What's the meaning of the non numerical values in the XFL's edge definition?
Asked Answered
M

2

12

XFL is the new uncompressed ADOBE FLASH (CS5) source file, it consists from XML definitions, most of them are clear but unfortunately, the important one are strange.

Looking to various existing sources, I can see shape's EDGE definitions like:

<Edge strokeStyle="1" edges="!0 0S4|180 0"/>
<Edge strokeStyle="1" edges="!2720 2720S6|0 2720!0 2720|0 0!0 0/2720 2720"/>
<Edge fillStyle1="1" edges="!3532 1539.5S2[#BD9.4D #577.3C 2952.5 1756.5!2952.5 1756.5[#AF6.DA #4C6.1D 3584 1119!3584 1119|3532 1539.5"/> 

Doing some tests I can say, that:

! == move to position
| == draw line from the position to the new position
/ == probably same like |
[ == draw curve
( == probably same like [

But what means the values like S4 or #BD9.4D? My not proved yet guess is, that the # values could be somehow encoded very small numbers. I have no clue what could be the S4.

Midterm answered 2/11, 2010 at 11:34 Comment(0)
A
12

!(x,y) moveTo

/(x,y)+ lineTo

|(x,y)+ lineTo

[(x1 y1 ex ey)+ curveTo (quadratic)

](x1 y1 ex ey)+ curveTo (quadratic)

((pBCPx pBCPy)? ; x1 y1 x2 y2 ex ey (({Q,q,P,p})? x y)+ curveTo (cubic start)

)(nBCPx nBCPy)? ; curveTo (cubic end)

Sn selection (n=bitmask, 1:fillStyle0, 2:fillStyle1, 4:stroke)

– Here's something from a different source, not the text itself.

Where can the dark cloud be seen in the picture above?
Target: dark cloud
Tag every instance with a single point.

#aaaaaa.bb is a signed fixed point 32 bit number

Assisi answered 2/11, 2010 at 12:39 Comment(9)
btw.. don't you know what means the cubics values as well?Midterm
i know everything ;) the cubics (as well as the selection flag) are merely hints for the IDE (cubics can only appear in cubics attributes)Assisi
...though i'm not sure what the semantics of all the parameters are. x1, y1, x2, y2 are probably control points and ex, ey the end anchor, and pBCP/nBCP stands for previous/next Bezier Control Point. Not sure about the rest.Assisi
And what is the difference between | and / lineTo?Midterm
I know it's an old question, but where did you find this informations, is there a spec ?Sunderland
@Sunderland i may or may not have had access to an internal document. To my knowledge there is no official spec (my knowledge might be outdated though, i don't know).Assisi
@ClausWahlers Thank you for you quick answer. It's a bit unfortunate that there is no spec (even unofficial sources are hardly helpful)Sunderland
Very old question indeed, but maybe someone knows. Why edges sometimes have both fillStyle0 and fillStyle1 ? What is the expected result of this?Resuscitator
Nevermind, found some additional info here: github.com/SasQ/SavageFlask/blob/master/doc/FLA.txtResuscitator
M
0

Hm... I was wrong with the guess to # values!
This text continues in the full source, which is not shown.